Start a business with someone you have known for a long time. Startups built on people who haven’t known each other for long are less likely to survive. It is also a good idea to work with someone who has complementary skills to yours. Having the same mindset is good but having different perspectives and skills works well when it comes to starting a business. Diversity is never a bad thing. In all cases, communication is key. Being open and honest at all times can only lead to an excellent business culture that should stand strong against founder divorce.

Losing Cash Flow

Even the healthiest looking business can go bankrupt. It only takes one small change in demand, customer drops, marketing need or general unforeseen circumstances and suddenly the cash flow is non-existent and the business can easily flop. Unfortunately, attention to cash flow isn’t a given with startups. Despite it being such a key part of starting a business, it isn’t something that entrepreneurs think about as much as they should. According to recent statistics, 25% of businesses fail because of cash issues.

Surviving This Risk

There are many ways to avoid cash flow issues, but the most important is to be aware of your cash flow at all times.
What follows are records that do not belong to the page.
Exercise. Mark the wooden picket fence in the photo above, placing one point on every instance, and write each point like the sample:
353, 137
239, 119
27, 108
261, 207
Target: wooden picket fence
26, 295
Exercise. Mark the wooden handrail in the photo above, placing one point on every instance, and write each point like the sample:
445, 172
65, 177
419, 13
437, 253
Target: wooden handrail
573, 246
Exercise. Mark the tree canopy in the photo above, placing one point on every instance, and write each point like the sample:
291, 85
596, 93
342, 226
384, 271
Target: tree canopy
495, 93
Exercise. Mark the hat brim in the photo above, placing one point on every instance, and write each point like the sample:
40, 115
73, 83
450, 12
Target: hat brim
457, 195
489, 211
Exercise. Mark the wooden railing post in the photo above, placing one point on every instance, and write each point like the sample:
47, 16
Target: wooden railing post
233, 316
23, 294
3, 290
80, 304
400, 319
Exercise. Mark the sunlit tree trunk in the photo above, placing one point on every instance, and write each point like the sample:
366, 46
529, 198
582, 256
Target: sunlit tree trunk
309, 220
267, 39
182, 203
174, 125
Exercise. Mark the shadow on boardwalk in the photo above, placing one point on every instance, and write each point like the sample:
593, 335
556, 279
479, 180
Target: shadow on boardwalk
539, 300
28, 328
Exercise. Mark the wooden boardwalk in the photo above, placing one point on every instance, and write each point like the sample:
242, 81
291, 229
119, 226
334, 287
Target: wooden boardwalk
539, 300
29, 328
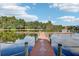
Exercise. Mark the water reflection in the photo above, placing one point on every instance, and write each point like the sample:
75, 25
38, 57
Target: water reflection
65, 39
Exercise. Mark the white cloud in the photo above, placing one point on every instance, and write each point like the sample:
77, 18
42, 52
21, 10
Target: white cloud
16, 10
69, 7
69, 18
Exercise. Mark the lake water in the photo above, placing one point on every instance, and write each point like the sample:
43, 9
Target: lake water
70, 45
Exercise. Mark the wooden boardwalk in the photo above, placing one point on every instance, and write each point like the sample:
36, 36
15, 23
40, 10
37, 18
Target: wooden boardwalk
42, 46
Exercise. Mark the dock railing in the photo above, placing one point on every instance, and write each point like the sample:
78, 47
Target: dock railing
25, 50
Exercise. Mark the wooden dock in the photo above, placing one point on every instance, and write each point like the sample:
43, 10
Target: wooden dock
42, 46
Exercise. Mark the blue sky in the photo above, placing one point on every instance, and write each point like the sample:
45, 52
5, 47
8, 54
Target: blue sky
57, 13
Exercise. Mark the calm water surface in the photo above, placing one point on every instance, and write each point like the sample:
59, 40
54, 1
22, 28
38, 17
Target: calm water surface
70, 43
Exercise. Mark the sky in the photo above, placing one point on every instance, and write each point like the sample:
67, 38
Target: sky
66, 14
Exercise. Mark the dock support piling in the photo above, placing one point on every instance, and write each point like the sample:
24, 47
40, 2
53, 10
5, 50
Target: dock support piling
26, 48
59, 50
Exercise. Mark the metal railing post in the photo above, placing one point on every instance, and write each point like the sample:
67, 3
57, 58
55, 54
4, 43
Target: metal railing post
59, 49
26, 48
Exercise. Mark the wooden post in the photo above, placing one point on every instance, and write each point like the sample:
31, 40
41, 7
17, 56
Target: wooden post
50, 38
59, 49
35, 37
26, 48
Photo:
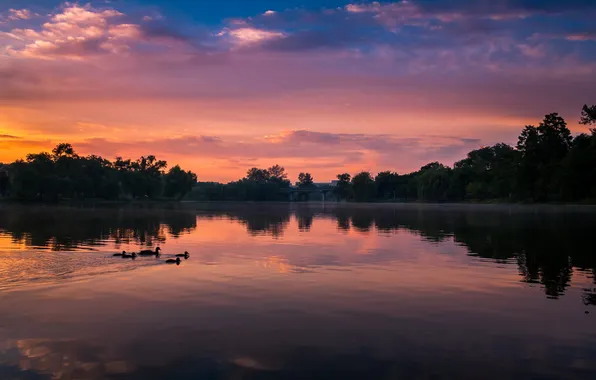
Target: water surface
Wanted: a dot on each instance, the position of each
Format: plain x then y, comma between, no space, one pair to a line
298,291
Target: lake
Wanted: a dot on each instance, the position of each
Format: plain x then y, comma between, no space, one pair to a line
302,291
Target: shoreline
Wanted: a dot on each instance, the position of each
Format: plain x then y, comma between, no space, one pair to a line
446,206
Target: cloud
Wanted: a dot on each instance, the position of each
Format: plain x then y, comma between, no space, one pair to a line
80,32
19,14
582,36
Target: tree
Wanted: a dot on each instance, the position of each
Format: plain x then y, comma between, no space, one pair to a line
364,187
588,115
4,181
277,172
487,173
343,189
305,180
278,175
63,150
257,175
387,184
542,148
178,182
433,182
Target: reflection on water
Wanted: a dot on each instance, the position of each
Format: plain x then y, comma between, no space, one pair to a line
298,291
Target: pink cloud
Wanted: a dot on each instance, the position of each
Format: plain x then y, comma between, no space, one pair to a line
19,14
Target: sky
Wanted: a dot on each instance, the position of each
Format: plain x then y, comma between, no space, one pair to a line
324,86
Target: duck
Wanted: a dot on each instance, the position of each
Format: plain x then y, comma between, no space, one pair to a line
149,252
172,261
131,256
186,255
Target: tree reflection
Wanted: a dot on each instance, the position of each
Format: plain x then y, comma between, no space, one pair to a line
548,247
67,228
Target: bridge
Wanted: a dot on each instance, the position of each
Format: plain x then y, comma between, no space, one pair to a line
320,191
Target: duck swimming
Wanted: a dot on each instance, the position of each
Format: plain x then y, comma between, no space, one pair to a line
149,252
186,255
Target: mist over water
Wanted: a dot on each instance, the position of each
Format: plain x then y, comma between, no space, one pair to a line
298,291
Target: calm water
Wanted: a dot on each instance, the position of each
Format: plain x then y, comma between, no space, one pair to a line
298,292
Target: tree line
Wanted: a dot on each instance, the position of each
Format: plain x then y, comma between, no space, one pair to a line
63,174
548,164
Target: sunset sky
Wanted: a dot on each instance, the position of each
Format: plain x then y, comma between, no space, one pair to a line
324,86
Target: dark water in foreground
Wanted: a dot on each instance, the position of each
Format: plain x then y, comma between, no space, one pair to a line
306,292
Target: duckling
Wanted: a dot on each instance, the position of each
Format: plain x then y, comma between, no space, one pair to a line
186,255
172,261
149,252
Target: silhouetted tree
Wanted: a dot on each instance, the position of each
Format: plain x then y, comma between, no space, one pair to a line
588,115
433,182
363,186
4,181
178,182
305,180
343,189
542,149
387,184
258,175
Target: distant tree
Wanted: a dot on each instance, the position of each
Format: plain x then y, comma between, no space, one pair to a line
277,172
63,150
387,184
343,189
542,148
4,181
487,173
588,115
178,182
305,180
258,175
278,175
576,175
363,186
433,182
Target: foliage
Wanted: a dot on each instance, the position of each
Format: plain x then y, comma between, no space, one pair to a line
343,190
178,182
64,174
588,115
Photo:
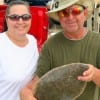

Know your numbers and know where every penny is coming in and out. You can also try your hardest to have a low overhead business to keep costs down, have a selection of cash flow options such as invoice discounting and business loans and consider a financial advisor quite early on. Financial advisors aren’t necessary in all cases, but if you do find your company struggling and you need advice, it could be worth investing a bit of money in order to get your cash flow back on track long term.

Your Business Doesn’t Need To Die

Your new business is not destined to die. There are many ways for you to avoid falling into the pitfalls and traps of many entrepreneurs before you. You’re already ahead of the game by educating yourself on common startup killers, so you can avoid those issues and survive. Stay educated, aware and ahead of the game and there’s every reason your business will not only survive, but thrive.